Figure 28: PRF membrane.


Figure 29: 2 months post-operation


Figure 30: 6 months post-operation.


Periimplantitis is a surgical protocol. Prevention is establishing a baseline of the patient’s healthy mouth. This includes probing, radiograph done at least on annual basis. Bleeding on probing means inflammation has started and treatment in our office means use of an oral irrigator such as Hydro Floss (Oral Care Tech Inc. Bessemer, AL) with either Peridex™ (3M, St. Paul, MN) or CloSYS (Rowpar Pharmaceuticals, Inc., Scottsdale, AZ). This is to be done twice daily. If bacterial tests have not been done, one should be done to determine the bacteria present in the mouth (Oral DNA) [14].

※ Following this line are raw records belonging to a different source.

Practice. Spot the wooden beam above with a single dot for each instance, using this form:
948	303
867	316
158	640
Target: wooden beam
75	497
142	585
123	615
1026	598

Exudate present represents bone loss with infection present. The surgical protocol is as follows. Flap reflection to expose the infected site and removal of granulation tissue around the implant by micro curettes and a surgical handpiece. The surface of the implant is cleaned with titanium brush (Salvin Dental Specialities Inc. Charlotte, NC). The laser is used to disinfect the surface of the implant by either use of CO2 lasers (Light Scalpel, Woodinville, WA), Solea® laser (Convergent Dental, MA) or erbium laser (Biolase Inc., Irvine, CA) as this author has discussed. Studies done by Miller for erbium laser and studies done by Rechmann et al. for CO2 have shown most benefits [3,18].

Decortication of the bone surrounding the implant is important to increase flow of fibroblasts to the site. Bio-Oss Xenograft (Geistlich Pharma, Princeton, PA) is used to fill the void from bone loss. Platelet rich fibrin (PRF) is used to aid in the healing process [24]. Finally use of either the erbium laser or CO2 laser to get a deepithialization of tissue over the site [25].


Studies have shown that between 15-30% of all implants will have periimplantitis. This is alarming. When as a clinician you have done everything correct, implants may still fail. This article was written to aid other clinicians to prevent complications associated with periimplantitis.

My antidotal interpretation is that laser is the most consistent treatment. Laser has been the only treatment modality that I have been able to grow new bone around the implant. The bone to grow has been dependent on either having a four or three wall defects. Treatment from last 10 years has consisted on use of laser therapy, first with erbium and now with the use of CO2. This modality has made the treatment very predictable in this clinician’s hand.